Sin embargo, fiel a sus raíces militares, cree que hay un remedio que supera a todos los demás: hacer marchas. Al menos tres veces al año, los alumnos –muchos de ellos de familias acomodadas– hacen caminatas por el campo de 300 kilómetros. Extenuados, pero lejos de Internet, se detienen a mitad del camino en unas instalaciones compuestas de barracas en el pueblo de Bafang, donde reciben clases durante un mes antes de volver a la base. “Esto es sobre disciplina”, apunta Xu.

Tres días después de completar la primera etapa de la última marcha de la escuela y con temperaturas que rondan los 40 grados, Xiong admite que le arde el cuerpo. “Al principio no podía soportarlo... cada día tenía que andar 40 kilómetros”. “Tenía los pies llenos de ampollas”, se queja señalando un par de deportivas rosas fosforitas. El adolescente admite que el viaje le obligó a estar lejos de Internet y le permitió reflexionar sobre sus costumbres en torno a la red. “No les quedó otra que enviarme aquí”, dice sobre la decisión de sus padres.

“Tienen WiFi, ¡pero no la contraseña!”

Bing Jiaying, una chica de 18 años que abandonó los estudios y que se declara adicta a su teléfono móvil, cuenta que también le engañaron para ir al centro diciéndole que se trataba de una excursión familiar. “Te odio”, recuerda que le dijo a su madre en mayo, cuando la obligaron a quedarse allí.
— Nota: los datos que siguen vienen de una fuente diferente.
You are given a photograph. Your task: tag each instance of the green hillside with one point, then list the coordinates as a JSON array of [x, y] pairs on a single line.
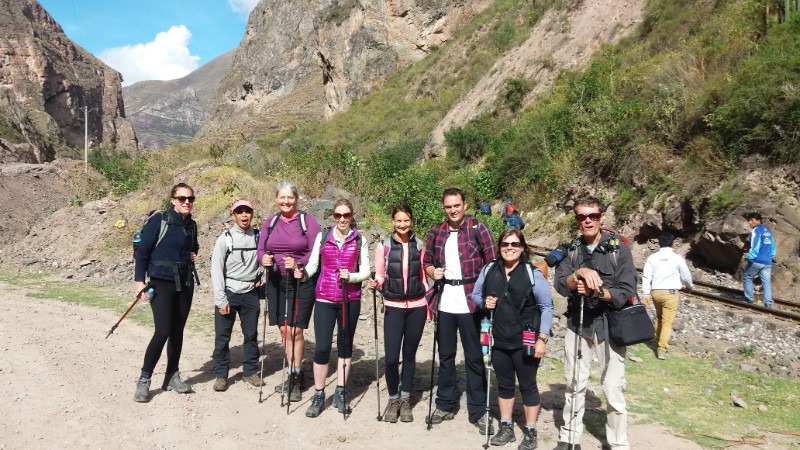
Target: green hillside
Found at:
[[672, 109]]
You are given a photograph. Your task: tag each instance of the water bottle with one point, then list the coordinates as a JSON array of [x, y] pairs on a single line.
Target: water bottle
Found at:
[[528, 340], [485, 338], [144, 301]]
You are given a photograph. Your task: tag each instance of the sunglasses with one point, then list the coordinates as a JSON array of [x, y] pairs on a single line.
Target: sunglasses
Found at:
[[184, 199], [594, 216]]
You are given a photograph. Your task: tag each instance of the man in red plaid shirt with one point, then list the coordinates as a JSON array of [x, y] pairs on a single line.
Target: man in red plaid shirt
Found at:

Admite que su iPhone 6 Plus –con el que pasaba días y noches enteras chateando a través de servicios de mensajería instantánea como WeChat y QQ– fue en parte responsable de que las relaciones con sus padres se rompieran. Pero después de dos meses en una litera de un dormitorio calificado como el de “mujeres soldado”, Bing parece que teme el resto de su estancia allí. “Estaré aquí un año entero”, protesta.

El temor a que se produzcan abusos en algunos de estos campamentos, en los que a veces se somete a los internos a encierros en celdas parecidas a las de la prisión o a castigos físicos, ha hecho que que el Gobierno tome medidas. Las duras condiciones de algunos de estos centros se conocieron el año pasado cuando se cree que una joven mató de hambre a su madre por haberle mandado a uno de esos centros.

La atmósfera del centro de Xu parece mucho menos cruel, incluso hay acceso a Internet, pero es estrictamente limitado. “Tenemos WiFi, ¡pero ellos no tienen la contraseña!”, comenta Li durante una visita de un dormitorio, que está abarrotado de literas y desprende olor a pies sucios.

Durante una visita al complejo Bafang, se puede ver a docenas de alegres estudiantes chapoteando en una piscina al aire libre y recitando en voz alta poesía tradicional. Zhang Yifan, el profesor de arte que da la lección, cuenta que el trabajo de la escuela es cultivar a los que están bajo sus cuidados y no castigarles: “Algunos padres utilizan métodos férreos, como las palizas o las broncas. No tienen ni idea de cómo guiar a sus hijos dentro de este hermoso mundo”.

Xiong confiesa que era un “gran adicto” cuando llegó al retiro de Xu, pero que ahora incluso está empezando a disfrutar de su nuevo hogar. “Es un buen sitio”, concluye.